The Man Whose Teeth Were All Exactly Alike
- Dust jacket from the first edition
- Author: Philip K. Dick
- Cover artist: Dell Harris
- Language: English
- Genre: Novel
- Publisher: Mark V. Ziesing
- Publication date: 1984
- Publication place: United States
- Media type: Print (Hardback)
- Pages: 223
- ISBN: 0-9612970-0-X
- OCLC: 11304017
- Dewey Decimal: 813/.54 20
- LC Class: PS3554.I3 M27 1984

= The Man Whose Teeth Were All Exactly Alike =

Novel by Philip K. Dick

The Man Whose Teeth Were All Exactly Alike is a realist, non-science fiction novel by American writer Philip K. Dick. Originally completed in 1960, this book was initially rejected by potential publishers, and posthumously published by a small press in 1984, two years after Dick's death.

==Plot summary==

Sometime between 1958 and 1962, Leo Runcible, a liberal Jew, is working in the real estate field. On learning that Walt Dombrosio, Leo's neighbor, has had a Black visitor to his house in a "lily-white" suburb of Marin County, California, potential purchasers interrogate Runcible about the matter and ultimately incur his wrath over their narrow-minded bigotry. He thereby fails to close the deal and forfeits their friendship and a precious commission as well.

But according to Leo's tortured logic it is Walt who's at fault for this unforeseen little debacle. So in retaliation Runcible opportunistically reports Dombrosio's later episode of drunk driving, leading to the loss of the latter's motor vehicle operator's license for a period of six months.

Walt's wife Sherry then drives him to and from work every day, eventually landing a job working alongside her husband. Walt, however, being as he is an insecure, misogynistic, manipulating headcase, quits his own position over this incident and continues to fume over it as the weeks and months roll by.

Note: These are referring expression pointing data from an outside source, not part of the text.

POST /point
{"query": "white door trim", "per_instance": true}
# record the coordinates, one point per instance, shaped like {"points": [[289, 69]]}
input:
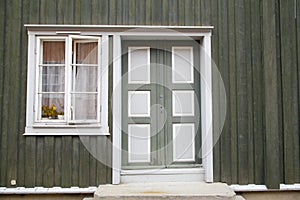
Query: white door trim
{"points": [[206, 95]]}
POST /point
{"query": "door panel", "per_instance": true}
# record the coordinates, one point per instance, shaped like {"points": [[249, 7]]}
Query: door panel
{"points": [[161, 88]]}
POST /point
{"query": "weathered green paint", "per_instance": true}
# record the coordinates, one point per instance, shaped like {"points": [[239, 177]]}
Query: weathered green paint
{"points": [[255, 45]]}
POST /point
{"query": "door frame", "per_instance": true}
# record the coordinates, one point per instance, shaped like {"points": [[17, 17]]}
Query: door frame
{"points": [[175, 32]]}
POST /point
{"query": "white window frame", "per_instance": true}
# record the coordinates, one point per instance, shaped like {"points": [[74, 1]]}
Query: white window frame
{"points": [[67, 126], [132, 32]]}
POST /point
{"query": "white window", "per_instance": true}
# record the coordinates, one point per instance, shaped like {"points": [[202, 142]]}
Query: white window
{"points": [[67, 85]]}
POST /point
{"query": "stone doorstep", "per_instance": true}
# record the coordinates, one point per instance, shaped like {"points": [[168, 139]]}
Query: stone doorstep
{"points": [[166, 190]]}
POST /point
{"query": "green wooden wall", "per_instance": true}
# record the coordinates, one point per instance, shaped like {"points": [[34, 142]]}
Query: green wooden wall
{"points": [[255, 45]]}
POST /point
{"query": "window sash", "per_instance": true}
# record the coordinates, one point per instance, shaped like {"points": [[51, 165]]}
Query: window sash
{"points": [[67, 93]]}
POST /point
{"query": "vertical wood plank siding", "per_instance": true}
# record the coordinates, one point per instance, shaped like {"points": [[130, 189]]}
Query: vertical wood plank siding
{"points": [[255, 45]]}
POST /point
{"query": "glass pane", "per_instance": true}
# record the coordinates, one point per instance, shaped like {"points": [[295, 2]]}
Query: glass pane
{"points": [[53, 52], [85, 79], [87, 52], [84, 106], [139, 68], [53, 79], [52, 106]]}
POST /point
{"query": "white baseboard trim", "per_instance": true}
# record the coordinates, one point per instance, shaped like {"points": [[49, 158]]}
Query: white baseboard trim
{"points": [[163, 175], [42, 190], [262, 188]]}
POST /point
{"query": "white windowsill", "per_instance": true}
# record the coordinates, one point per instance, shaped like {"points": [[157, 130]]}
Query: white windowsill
{"points": [[55, 130]]}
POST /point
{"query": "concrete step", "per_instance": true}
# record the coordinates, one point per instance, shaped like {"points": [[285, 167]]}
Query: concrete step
{"points": [[166, 191]]}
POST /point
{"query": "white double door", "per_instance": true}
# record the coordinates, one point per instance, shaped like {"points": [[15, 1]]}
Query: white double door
{"points": [[161, 104]]}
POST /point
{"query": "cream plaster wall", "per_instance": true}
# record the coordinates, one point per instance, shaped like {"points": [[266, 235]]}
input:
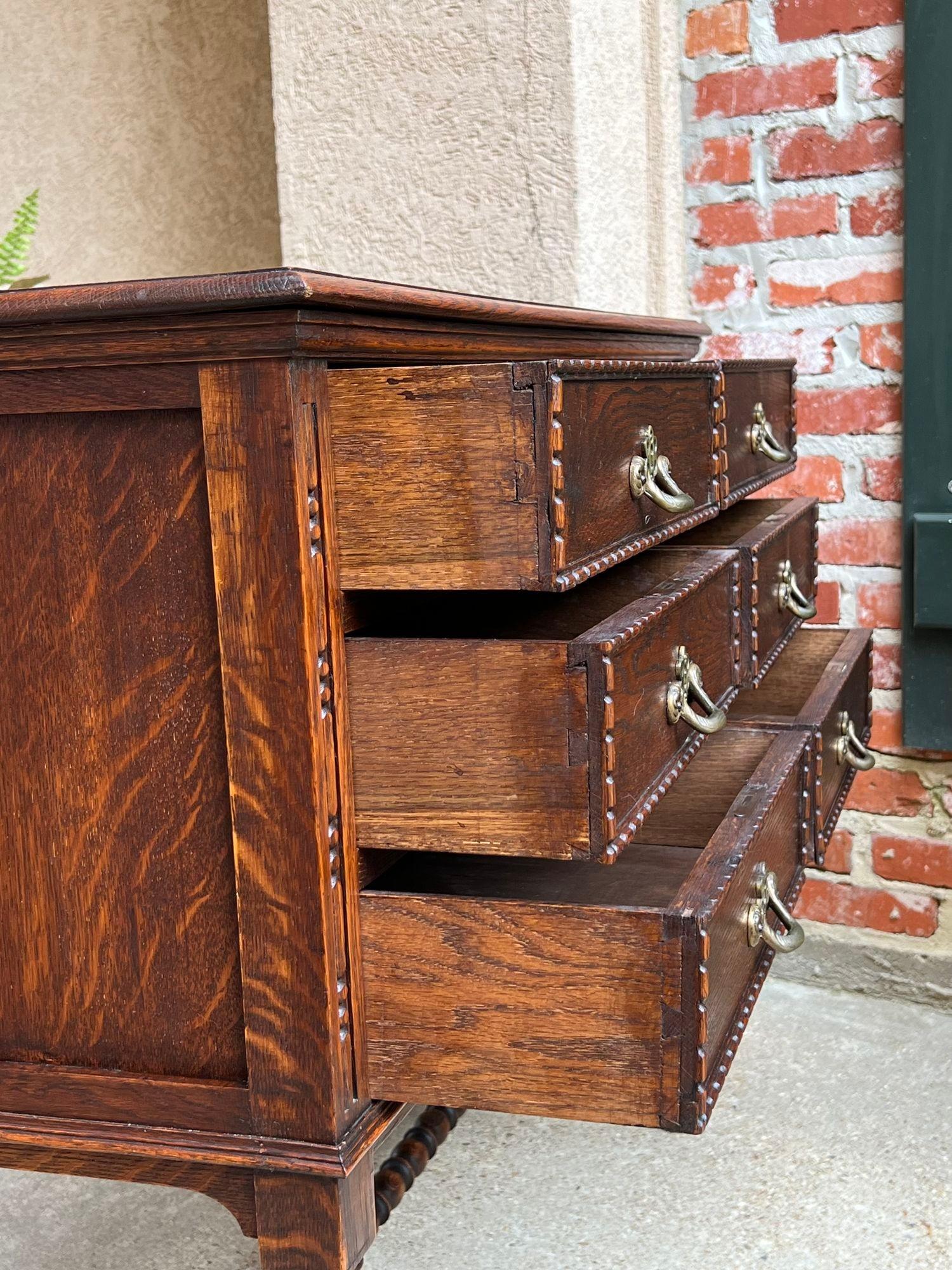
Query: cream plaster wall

He eventually humiliates and manhandles his wife in front of their neighbors as a prelude to forcefully impregnating her with an unwanted child which she unsuccessfully threatens to abort.

At the same time, Runcible has found what he believes to be Neanderthal remains in Carquinez, Marin County, and envisages rising property prices due to incipient archaeological interest and the avalanche of media coverage that naturally follows. As it turns out, however, Dombrosio is the culprit who modified and planted the modern human remains there to begin with. They are a legacy of the local 'chuppers' who developed facial, cranial and spinal deformations as a supposed result of the pollution of the local water supply.

The novel ends around Christmas - Dombrosio's situation is at status quo ante: Sherry now back in the house and five months pregnant, having decided to forfeit her job in the city to keep the baby Dombrosio forced on her. He overhears a Christmas party in progress at the Runcible's home, and briefly contemplates visiting to end his dispute with Runcible before deciding against it. Dombrosio is then visited by a vision of a future with his little family several years later, after Sherry has presumably given birth to a malformed baby boy due to the possible teratogenic properties of the local water supply. This vision leaves Dombrosio shaken, as his wife realizes he shares the same fears about their unborn child.

Runcible faces bankruptcy, having decided to purchase the local water company to ensure high standards of water availability for the community. The purchase of the water company has cost Runcible considerably and he is unable to make the monthly payments due on his home. Despite his principled choice to serve clean water to the community regardless of the cost to himself, he remains consumed with anger and resentment against the local community for their ingratitude at his efforts to improve the area.